作者: Erik B. Nelson,   Susan L. McElroy,  

 

期刊: CNS Drugs  (ADIS Available online 1997)
卷期: Volume 8, issue 6  

页码: 457-473

 

ISSN:1172-7047

 

年代: 1997

 

出版商: ADIS

 

数据来源: ADIS

 

摘要:

Psychotic depression, although considered in DSM-IV to be a subtype of major depression, has many features of a separate disorder, including its own distinct phenomenology, epidemiology, family history, course of illness, biology and treatment. When evaluating patients with both depressive and psychotic symptoms, it is important to always consider psychotic depression as a possible diagnosis, as well as other diagnoses which may resemble it, such as bipolar disorder, schizoaffective disorder, schizophrenia with superimposed depression, delusional disorder and obsessive-compulsive disorder with poor insight and comorbid depression.Although patients with psychotic depression and those with depression without psychotic symptoms appear to respond equally well to electroconvulsive therapy (ECT), numerous studies have shown a significant lack of response to tricyclic antidepressants (TCAs) in the former group of patients compared with the latter. However, patients with psychotic depression appear to respond significantly better to combinations of antidepressants and antipsychotics. There is disagreement as to whether ECT is superior to combined TCA-antipsychotic treatment.
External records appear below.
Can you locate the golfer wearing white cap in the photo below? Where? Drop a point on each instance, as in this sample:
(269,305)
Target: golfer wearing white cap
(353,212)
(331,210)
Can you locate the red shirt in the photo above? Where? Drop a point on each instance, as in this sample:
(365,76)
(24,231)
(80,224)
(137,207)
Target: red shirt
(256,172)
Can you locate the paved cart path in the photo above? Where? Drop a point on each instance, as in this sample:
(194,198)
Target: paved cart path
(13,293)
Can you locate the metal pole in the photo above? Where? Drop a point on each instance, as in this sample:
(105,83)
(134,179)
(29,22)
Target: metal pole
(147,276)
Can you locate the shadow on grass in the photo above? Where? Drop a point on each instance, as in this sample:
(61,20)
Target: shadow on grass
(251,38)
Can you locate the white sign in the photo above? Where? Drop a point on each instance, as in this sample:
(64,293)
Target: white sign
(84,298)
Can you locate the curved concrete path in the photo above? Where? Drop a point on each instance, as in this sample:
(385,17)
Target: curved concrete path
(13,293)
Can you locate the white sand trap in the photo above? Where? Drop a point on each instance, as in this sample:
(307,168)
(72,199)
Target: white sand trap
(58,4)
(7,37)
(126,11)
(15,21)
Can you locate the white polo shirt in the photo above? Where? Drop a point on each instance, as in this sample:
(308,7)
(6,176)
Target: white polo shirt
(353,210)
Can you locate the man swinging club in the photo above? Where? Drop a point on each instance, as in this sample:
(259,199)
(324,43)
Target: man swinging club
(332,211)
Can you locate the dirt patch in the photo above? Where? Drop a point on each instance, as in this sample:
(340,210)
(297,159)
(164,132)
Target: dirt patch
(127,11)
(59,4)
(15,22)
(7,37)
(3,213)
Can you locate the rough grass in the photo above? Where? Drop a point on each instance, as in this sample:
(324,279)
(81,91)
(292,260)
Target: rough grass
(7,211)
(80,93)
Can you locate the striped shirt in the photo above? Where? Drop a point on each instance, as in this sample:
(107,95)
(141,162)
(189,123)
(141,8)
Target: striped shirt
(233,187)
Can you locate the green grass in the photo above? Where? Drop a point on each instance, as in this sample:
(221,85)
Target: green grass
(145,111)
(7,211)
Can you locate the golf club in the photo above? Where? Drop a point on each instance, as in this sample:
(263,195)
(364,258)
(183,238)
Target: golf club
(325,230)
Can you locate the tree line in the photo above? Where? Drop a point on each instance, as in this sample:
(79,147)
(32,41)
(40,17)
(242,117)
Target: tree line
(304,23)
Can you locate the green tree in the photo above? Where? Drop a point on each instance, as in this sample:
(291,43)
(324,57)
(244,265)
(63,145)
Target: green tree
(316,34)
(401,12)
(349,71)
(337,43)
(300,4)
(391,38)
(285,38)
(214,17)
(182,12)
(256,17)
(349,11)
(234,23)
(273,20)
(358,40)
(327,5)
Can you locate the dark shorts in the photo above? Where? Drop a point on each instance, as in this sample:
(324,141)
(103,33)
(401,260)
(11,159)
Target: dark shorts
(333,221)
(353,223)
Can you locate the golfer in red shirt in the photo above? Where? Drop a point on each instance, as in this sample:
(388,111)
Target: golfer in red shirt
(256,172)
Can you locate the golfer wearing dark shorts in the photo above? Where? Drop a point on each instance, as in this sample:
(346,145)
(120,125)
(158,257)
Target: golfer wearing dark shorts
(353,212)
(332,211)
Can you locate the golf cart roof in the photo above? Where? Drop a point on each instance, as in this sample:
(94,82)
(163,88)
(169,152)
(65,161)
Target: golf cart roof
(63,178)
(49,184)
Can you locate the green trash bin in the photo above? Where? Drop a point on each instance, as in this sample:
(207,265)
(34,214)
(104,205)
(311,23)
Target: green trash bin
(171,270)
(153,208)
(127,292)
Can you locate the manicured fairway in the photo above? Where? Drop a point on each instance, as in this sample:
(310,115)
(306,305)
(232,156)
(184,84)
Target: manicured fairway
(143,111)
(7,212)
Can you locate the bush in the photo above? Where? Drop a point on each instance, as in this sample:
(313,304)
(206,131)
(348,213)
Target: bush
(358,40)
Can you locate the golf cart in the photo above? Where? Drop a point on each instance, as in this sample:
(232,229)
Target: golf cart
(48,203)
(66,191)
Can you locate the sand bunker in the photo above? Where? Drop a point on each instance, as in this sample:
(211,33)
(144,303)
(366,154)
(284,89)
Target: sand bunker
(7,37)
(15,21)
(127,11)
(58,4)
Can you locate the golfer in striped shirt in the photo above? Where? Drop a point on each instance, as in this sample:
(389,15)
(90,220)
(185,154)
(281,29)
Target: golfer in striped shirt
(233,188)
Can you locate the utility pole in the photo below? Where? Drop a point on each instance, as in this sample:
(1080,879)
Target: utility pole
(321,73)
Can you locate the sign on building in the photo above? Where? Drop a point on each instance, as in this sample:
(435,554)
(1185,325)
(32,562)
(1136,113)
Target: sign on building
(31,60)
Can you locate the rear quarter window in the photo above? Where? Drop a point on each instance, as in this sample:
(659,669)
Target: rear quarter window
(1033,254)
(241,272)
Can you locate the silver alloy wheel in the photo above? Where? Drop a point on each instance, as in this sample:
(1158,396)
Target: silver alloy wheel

Most researchers agree, however, that both are effective first-line treatments for psychotic depression. Amoxapine, selective serotonin (5-hydroxytryptamine; 5-HT) reuptake inhibitor (SSRI) monotherapy, and combination treatment with an SSRI and an antipsychotic, are promising as possible additional first-line treatments. Atypical antipsychotics and the addition of lithium or other mood stabilisers to an antidepressant-antipsychotic regimen are potential treatments for patients with refractory psychotic depression.Psychotic depression is a recurrent disorder with a high rate of relapse after successful initial treatment with medications or ECT. The rate of relapse appears to be especially high when no maintenance therapy is used or when the antipsychotic drug of an antidepressant-antipsychotic combination is tapered off prematurely. Maintenance ECT is a promising tool for preventing relapse after initial ECT treatment.Additional studies of psychotic depression are needed to better determine the effectiveness of new treatments as well as to help resolve how to most effectively prevent relapse after acute treatment of this disorder.